Do outro lado, a Furiosa de Anya Taylor-Joe está em um lugar que é uma mistura do pistoleiro solitário à la o próprio Max, com uma fúria que a coloca em um lugar de emoções. Tem a precisão e o silêncio do western, mas a vivacidade e a potência de alguém movida por sua paixão pela própria vida e pela vingança. Furiosa respira essa vingança e passará por cima de qualquer coisa para chegar nela, a atriz entende perfeitamente bem tudo isso e cria essa mulher que fica entre a força e a fragilidade, mas com a raiva e o poder de uma bala. E a velocidade de um V8 gritando no deserto.

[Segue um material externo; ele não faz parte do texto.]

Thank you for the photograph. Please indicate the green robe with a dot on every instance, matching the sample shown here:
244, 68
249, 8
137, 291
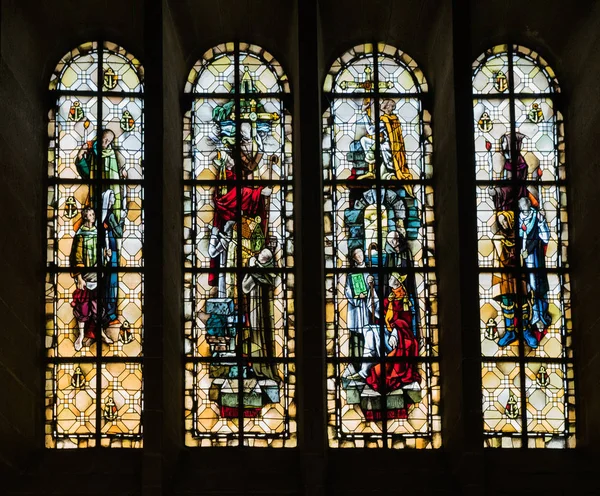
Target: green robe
110, 170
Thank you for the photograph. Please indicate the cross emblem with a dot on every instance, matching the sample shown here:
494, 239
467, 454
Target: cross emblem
368, 84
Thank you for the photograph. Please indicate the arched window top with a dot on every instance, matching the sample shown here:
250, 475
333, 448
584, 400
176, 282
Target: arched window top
502, 65
356, 72
258, 71
78, 70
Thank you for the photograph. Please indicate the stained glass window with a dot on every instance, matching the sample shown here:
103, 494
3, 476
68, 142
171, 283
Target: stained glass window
95, 230
381, 289
238, 251
522, 230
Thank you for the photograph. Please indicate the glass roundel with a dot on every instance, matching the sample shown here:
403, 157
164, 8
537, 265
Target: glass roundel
95, 264
522, 231
381, 288
239, 251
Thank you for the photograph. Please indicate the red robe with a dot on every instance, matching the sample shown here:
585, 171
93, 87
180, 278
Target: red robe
253, 204
397, 374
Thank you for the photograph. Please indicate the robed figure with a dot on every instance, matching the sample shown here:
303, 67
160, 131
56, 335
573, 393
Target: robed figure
259, 338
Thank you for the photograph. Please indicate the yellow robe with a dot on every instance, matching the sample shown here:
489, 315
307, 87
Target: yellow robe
394, 131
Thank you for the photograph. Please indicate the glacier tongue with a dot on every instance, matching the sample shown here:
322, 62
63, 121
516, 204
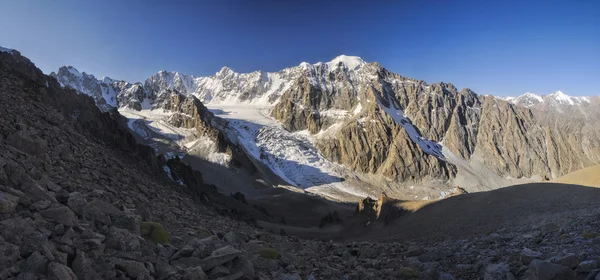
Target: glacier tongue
289, 155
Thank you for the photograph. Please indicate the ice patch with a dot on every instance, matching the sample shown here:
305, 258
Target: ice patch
74, 71
352, 62
428, 146
5, 50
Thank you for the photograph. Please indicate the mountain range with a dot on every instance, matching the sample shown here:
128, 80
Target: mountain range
173, 188
359, 120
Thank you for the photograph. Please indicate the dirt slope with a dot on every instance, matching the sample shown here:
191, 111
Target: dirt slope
515, 207
589, 176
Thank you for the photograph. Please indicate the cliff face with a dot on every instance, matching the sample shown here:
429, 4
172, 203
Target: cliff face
375, 121
349, 119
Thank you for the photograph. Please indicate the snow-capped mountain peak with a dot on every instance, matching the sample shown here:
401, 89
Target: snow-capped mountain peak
2, 49
74, 71
527, 99
351, 62
225, 71
561, 97
558, 97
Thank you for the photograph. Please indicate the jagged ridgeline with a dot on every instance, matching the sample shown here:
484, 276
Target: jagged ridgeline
373, 121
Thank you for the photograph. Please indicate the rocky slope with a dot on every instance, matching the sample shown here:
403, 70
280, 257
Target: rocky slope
79, 199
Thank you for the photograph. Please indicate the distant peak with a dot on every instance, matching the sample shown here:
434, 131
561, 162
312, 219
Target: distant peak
2, 49
352, 62
225, 70
558, 93
71, 70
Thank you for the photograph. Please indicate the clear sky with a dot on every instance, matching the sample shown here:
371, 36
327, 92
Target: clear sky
500, 47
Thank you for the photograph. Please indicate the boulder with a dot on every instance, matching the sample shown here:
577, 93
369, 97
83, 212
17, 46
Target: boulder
269, 253
155, 231
219, 257
218, 271
194, 273
544, 270
527, 255
132, 268
60, 272
76, 202
587, 266
499, 271
286, 276
62, 215
568, 260
122, 239
186, 262
40, 205
8, 203
36, 263
10, 254
82, 267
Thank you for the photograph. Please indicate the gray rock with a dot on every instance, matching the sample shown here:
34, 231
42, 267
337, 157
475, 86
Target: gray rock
434, 256
587, 266
47, 249
62, 215
218, 271
36, 263
499, 271
132, 268
129, 222
568, 260
446, 276
194, 273
543, 270
246, 267
8, 202
77, 202
40, 205
100, 211
82, 267
186, 262
122, 239
165, 251
60, 272
48, 184
164, 270
294, 276
219, 257
202, 251
527, 255
32, 241
232, 238
9, 254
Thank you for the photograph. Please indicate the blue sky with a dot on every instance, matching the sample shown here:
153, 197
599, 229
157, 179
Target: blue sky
498, 47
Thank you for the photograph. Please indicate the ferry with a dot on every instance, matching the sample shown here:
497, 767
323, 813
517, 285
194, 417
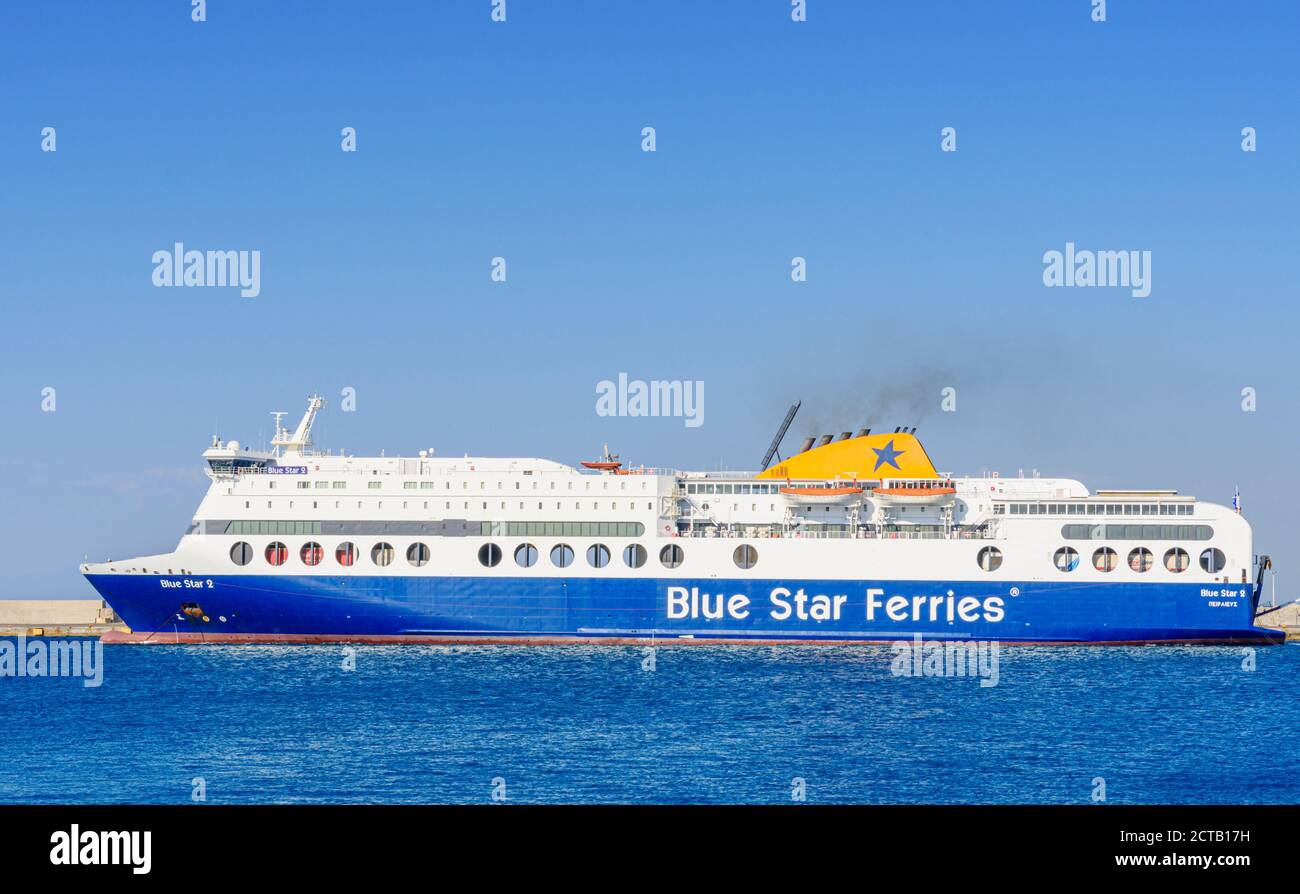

Tudo em Furiosa se completa entre essa história e o que vem em Estrada da Fúria, como se fosse uma coisa só. Ou como George Miller gosta de dizer, mais um conto, quase fábula, dentro desse mundo onde tudo se transformou em algo além daquilo que o ser humano estava acostumado a entender. Uma mistura de séculos de referências e ideias que culminaram em um mundo movido a gasolina, fúria, sobrevivência, poeira e vingança. Onde o ser humano se deixou levar pela possibilidade de se tornar quase mitológico. Furiosa e Max são como heróis dessa mitologia, movidos por seus destinos, mas mais do que isso, enfrentando esses monstros que se enxergam como deuses.

O interesse de George Miller está nesse lugar onde tudo para de fazer sentido e todos são cooptados por uma espécie de loucura. Acelerados como se estivessem fora do ritmo normal das coisas, mas sobre tudo isso, sobreviventes. E talvez Miller seja um sobrevivente também nesse cinema onde ser clássico e excêntrico provoca sensações de amor e ódio tudo na mesma marcha. Mas acreditem, Furiosa não será esquecido tão rapidamente como o peso do pé no acelerador, será lembrado como uma vingança lenta e espetacular. Afinal, Miller parece não saber fazer nada que não seja um espetáculo, até quando erra (e já o fez duas vezes com o próprio Max!), algo que, com certeza, não é o caso de Furiosa.


“Furiosa: A Mad Max Saga” (Aust/EUA, 2024); escrito por George Miller e Nick Lathouris; dirigido por George Miller; com Anya Taylor-Joy, Chris Hemsworth, Tom Burke, Alyla Browne, George Shevtsov, Lachy Hulme, John Howard, Angus Sampson, Elsa Pataky, Nathan Jones e Josh Helman.